Bug 1235496

Summary: [RHEV-RHGS] App VMs goes to paused state, after few rebalance operation
Product: [Red Hat Storage] Red Hat Gluster Storage Reporter: SATHEESARAN <sasundar>
Component: distributeAssignee: Bug Updates Notification Mailing List <rhs-bugs>
Status: CLOSED DUPLICATE QA Contact: SATHEESARAN <sasundar>
Severity: high Docs Contact:
Priority: unspecified    
Version: rhgs-3.1CC: nbalacha
Target Milestone: ---Keywords: ZStream
Target Release: ---   
Hardware: x86_64   
OS: Linux   
Whiteboard:
Fixed In Version: Doc Type: Bug Fix
Doc Text:
Story Points: ---
Clone Of: Environment:
RHEV 3.5.3 RHEL 6.6 Host as Hypervisor RHGS 3.1 Nightly Build ( glusterfs-3.7.1-4.el6rhs )
Last Closed: 2015-08-03 13:53:17 UTC Type: Bug
Regression: --- Mount Type: ---
Documentation: --- CRM:
Verified Versions: Category: ---
oVirt Team: --- RHEL 7.3 requirements from Atomic Host:
Cloudforms Team: --- Target Upstream Version:
Embargoed:

Description SATHEESARAN 2015-06-25 01:55:02 UTC
Description of the problem
--------------------------

Distributed-replicate gluster volume was used as Virtual Machine imagestore in RHEV. There were 2 app vms that were created with their disk image on gluster volume.
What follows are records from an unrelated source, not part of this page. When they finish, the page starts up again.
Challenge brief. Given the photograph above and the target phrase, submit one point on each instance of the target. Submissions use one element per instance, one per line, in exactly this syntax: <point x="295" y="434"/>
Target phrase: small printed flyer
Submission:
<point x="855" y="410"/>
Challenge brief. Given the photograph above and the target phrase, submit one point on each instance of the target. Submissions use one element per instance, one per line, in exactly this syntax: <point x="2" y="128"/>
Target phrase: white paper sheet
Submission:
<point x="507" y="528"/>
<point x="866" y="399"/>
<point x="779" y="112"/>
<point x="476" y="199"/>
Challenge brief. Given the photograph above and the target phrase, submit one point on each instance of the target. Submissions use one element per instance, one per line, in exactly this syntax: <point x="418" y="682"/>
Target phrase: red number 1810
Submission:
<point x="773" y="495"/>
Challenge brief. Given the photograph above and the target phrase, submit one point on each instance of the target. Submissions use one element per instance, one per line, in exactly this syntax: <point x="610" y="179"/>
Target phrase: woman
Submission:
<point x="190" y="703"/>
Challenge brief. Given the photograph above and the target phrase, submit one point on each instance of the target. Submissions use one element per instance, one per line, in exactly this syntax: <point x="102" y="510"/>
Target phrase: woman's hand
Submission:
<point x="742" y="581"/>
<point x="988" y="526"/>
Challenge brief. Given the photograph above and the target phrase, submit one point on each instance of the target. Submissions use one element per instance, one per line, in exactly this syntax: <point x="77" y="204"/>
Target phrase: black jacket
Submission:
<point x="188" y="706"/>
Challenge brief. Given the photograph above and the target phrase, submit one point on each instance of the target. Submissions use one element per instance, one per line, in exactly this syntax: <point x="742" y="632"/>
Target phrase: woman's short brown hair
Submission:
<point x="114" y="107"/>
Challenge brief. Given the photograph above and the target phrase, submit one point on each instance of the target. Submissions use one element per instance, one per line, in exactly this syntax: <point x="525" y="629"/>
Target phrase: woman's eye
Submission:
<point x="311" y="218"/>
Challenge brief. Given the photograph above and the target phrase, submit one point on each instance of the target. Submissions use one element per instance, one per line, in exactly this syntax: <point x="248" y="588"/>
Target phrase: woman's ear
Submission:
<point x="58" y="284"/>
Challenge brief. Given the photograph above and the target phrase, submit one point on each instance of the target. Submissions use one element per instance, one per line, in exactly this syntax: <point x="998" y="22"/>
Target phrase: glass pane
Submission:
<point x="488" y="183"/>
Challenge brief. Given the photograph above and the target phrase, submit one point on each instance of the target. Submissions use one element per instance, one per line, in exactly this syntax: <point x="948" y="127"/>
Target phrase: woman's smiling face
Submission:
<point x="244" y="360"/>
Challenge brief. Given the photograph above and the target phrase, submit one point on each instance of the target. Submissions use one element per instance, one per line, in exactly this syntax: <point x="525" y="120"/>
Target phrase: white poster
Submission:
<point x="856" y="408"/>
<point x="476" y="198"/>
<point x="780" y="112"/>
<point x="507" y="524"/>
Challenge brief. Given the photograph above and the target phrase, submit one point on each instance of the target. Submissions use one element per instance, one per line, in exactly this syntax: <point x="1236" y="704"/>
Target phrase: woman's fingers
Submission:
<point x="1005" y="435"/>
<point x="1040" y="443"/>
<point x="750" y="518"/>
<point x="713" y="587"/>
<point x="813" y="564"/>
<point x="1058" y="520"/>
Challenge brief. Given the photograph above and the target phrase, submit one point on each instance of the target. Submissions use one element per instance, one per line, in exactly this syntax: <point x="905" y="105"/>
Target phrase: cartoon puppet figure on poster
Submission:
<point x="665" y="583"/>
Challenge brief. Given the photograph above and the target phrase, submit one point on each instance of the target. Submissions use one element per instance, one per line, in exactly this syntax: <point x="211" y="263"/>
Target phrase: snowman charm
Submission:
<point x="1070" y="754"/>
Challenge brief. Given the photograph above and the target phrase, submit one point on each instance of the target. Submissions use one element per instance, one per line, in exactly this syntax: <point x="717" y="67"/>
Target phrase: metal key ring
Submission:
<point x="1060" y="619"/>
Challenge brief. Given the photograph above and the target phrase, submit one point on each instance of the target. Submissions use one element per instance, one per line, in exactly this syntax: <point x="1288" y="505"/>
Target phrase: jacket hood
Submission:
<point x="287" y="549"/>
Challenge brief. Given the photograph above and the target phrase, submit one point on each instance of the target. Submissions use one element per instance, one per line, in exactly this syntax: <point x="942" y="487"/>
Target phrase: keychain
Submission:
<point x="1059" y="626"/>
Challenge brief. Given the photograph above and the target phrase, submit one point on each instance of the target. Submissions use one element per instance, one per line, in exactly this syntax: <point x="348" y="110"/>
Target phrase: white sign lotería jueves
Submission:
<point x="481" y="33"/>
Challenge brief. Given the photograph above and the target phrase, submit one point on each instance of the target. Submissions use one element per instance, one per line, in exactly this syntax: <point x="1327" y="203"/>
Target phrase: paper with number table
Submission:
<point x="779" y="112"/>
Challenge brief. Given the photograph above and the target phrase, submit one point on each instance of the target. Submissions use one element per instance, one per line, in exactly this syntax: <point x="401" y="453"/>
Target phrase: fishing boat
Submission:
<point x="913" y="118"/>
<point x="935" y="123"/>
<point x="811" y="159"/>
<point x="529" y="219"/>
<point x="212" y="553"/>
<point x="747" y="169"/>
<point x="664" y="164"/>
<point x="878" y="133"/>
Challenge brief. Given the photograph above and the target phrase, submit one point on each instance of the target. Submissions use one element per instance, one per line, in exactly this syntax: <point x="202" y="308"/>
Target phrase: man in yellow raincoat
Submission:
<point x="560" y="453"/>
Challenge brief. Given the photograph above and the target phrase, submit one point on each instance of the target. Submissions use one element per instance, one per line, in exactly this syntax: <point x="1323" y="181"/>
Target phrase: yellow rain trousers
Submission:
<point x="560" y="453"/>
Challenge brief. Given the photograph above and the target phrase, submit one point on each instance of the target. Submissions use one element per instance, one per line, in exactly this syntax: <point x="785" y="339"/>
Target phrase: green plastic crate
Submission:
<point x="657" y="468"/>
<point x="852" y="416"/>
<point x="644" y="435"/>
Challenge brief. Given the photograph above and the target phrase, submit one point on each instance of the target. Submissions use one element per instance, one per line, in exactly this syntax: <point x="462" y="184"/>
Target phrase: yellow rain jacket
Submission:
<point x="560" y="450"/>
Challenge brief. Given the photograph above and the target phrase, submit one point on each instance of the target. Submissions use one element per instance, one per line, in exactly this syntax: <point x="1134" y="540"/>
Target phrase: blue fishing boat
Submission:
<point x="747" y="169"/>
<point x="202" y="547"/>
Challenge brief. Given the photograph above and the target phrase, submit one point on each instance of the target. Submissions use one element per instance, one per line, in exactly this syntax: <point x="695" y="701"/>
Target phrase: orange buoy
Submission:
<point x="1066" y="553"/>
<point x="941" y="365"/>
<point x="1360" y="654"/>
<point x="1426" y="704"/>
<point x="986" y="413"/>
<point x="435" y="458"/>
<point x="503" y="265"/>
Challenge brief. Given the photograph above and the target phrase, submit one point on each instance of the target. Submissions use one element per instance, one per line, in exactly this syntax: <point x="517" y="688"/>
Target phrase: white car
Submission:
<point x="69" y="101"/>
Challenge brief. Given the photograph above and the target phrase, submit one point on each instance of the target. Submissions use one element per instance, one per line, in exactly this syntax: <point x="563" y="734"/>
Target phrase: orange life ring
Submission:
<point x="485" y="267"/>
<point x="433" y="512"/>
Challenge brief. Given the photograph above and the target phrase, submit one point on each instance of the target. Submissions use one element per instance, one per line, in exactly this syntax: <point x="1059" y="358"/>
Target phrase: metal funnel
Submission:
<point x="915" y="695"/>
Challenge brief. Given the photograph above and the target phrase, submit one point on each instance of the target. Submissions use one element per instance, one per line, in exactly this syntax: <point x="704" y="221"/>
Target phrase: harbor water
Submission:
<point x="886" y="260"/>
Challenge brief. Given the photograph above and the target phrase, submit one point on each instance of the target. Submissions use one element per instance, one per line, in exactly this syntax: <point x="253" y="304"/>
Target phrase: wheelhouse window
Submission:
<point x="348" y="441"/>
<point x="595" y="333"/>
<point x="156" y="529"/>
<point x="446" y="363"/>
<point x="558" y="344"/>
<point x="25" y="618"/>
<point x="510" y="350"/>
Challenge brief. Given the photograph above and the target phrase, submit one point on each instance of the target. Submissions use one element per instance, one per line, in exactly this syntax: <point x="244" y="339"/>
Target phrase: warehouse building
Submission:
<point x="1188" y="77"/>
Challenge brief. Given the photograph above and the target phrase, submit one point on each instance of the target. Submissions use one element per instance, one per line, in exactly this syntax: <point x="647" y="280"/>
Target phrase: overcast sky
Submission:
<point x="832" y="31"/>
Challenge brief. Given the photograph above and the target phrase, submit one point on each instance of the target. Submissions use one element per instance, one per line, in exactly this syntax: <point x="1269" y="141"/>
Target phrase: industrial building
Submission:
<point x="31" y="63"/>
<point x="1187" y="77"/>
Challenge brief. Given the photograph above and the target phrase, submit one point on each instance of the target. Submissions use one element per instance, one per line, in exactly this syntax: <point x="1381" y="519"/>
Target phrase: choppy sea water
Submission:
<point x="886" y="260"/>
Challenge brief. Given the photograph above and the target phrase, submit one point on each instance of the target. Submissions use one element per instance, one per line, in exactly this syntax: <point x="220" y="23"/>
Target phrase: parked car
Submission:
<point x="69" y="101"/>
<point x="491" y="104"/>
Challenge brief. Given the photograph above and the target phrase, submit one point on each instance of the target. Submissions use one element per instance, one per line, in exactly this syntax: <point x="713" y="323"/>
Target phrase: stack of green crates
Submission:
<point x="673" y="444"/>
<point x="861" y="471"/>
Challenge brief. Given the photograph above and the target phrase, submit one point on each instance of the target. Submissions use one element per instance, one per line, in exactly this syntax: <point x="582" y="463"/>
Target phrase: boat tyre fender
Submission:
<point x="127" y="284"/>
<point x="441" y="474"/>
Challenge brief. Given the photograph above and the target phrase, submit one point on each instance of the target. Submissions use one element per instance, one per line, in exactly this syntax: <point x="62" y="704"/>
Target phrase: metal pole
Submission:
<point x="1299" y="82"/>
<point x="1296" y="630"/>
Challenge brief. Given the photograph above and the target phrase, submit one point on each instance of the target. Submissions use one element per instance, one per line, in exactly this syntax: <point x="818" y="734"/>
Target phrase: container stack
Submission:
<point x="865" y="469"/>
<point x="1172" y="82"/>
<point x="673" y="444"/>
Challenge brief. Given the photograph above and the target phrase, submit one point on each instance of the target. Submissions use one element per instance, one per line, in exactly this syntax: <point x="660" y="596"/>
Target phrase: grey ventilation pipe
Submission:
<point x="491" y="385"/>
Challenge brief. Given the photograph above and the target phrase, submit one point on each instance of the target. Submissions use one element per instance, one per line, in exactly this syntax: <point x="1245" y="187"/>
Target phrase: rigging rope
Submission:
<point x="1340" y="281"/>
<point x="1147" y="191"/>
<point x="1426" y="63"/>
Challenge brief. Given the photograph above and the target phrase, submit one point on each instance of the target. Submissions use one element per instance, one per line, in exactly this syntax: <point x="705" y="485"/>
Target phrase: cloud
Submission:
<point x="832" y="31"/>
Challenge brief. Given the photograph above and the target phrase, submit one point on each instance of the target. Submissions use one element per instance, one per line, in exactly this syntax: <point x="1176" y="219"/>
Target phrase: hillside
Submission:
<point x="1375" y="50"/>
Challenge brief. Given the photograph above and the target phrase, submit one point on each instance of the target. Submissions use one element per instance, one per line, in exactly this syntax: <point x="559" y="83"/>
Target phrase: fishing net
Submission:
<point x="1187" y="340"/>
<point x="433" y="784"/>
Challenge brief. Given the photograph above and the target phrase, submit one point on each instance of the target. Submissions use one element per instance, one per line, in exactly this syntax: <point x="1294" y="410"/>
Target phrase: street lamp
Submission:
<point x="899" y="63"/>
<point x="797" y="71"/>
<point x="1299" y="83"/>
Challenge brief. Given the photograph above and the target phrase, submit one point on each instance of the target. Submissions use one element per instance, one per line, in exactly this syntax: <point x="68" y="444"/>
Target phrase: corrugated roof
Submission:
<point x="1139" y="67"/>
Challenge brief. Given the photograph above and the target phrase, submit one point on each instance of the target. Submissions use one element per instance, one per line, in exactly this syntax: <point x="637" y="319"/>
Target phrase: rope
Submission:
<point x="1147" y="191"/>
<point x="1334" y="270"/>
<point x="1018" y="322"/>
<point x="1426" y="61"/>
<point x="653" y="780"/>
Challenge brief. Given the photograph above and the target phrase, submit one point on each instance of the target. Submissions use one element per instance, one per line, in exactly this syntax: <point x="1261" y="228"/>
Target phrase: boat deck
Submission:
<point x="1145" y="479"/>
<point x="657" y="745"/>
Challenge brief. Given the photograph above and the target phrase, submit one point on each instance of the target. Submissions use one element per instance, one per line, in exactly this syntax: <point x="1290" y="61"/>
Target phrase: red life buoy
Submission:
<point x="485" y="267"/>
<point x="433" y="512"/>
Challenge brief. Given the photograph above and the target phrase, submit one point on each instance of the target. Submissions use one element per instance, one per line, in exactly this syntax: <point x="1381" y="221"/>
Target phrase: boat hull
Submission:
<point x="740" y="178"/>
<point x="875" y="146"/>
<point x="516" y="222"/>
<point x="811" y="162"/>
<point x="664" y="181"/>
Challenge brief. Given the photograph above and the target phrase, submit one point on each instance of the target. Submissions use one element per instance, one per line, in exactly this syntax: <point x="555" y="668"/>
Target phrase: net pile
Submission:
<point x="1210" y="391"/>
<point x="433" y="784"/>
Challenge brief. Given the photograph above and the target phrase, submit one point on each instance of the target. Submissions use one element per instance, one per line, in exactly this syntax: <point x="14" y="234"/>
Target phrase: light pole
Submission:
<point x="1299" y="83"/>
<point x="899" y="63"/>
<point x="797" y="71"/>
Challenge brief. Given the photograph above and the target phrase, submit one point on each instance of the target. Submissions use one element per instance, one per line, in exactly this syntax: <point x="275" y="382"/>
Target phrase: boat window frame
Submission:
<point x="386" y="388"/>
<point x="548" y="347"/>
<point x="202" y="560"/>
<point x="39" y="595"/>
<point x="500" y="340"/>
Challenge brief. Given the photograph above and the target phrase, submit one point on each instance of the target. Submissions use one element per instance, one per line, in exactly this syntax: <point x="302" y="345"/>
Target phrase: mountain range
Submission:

After few rebalance operations caused by add-brick and remove-brick, the app vms went in to paused state


Version-Release number of selected component (if applicable):
-------------------------------------------------------------
glusterfs-3.7.1-4.el6rhs

How Reproducible:
-----------------
Always

Actual Result:
--------------
After few rebalance operation, app VMs went in to paused state

Expected Result:
----------------
After rebalance, app VMs should be in running state. There shouldn't be any errors seen in the normal operation of app VMs

Comment 2 SATHEESARAN 2015-06-25 02:10:44 UTC
Missed the step to reproduce in comment0

Steps to reproduce:
-------------------
0. Add RHGS nodes to gluster enabled cluster in RHEVM
1. Create a distributed-replicate volume of 2X2 and start it
2. Optimize the volume for virt-store and set ownership of RHEV on that volume
3. Use this volume as a Data Domain that uses glusterfs as a type ( this makes the gluster volume as VM Image store in RHEV )
4. Create few appvms in RHEV that has its root disk image on gluster volume
5. Install OS in the appvms
6. Add more bricks to the gluster volume and perform rebalance
7. After every rebalance operation, check for state of App VMs

Comment 3 SATHEESARAN 2015-06-25 02:14:08 UTC
Observed few errors from QEMU logs :

QEMU logs corresponds to VM errors and could be located under '/var/log/libvirt/qemu'. Following is the error message from appvm1, /var/log/libvirt/qemu/appvm1.log 

<snip>
block I/O error in device 'drive-virtio-disk0': Transport endpoint is not connected (107)
block I/O error in device 'drive-virtio-disk0': Transport endpoint is not connected (107)
block I/O error in device 'drive-virtio-disk0': Transport endpoint is not connected (107)
block I/O error in device 'drive-virtio-disk0': Transport endpoint is not connected (107)
</snip>

Comment 5 SATHEESARAN 2015-06-25 10:52:50 UTC
I tried to reproduce this issue with QEMU/KVM + RHGS integration environment and
I am not seeing this issue.

I will retry the issue with RHEV + RHGS integration.

I will remove blocker flag as this issue is not yet frequently reproducible.

Comment 7 SATHEESARAN 2015-06-25 16:45:38 UTC
Removing keyword REGRESSION, as this is issue not always hit as mentioned in comment5

Comment 9 SATHEESARAN 2015-07-15 05:22:26 UTC
I couldn't reproduce this issue again after few attempts.
Anyhow, at the end of regression testing, I will CLOSE this bug, if its no longer reproducible.

Thanks

Comment 10 SATHEESARAN 2015-08-03 13:53:17 UTC
This issue is because of issue found in https://bugzilla.redhat.com/show_bug.cgi?id=1243542

Closing this bug as a DUPLICATE of https://bugzilla.redhat.com/show_bug.cgi?id=1243542

*** This bug has been marked as a duplicate of bug 1243542 ***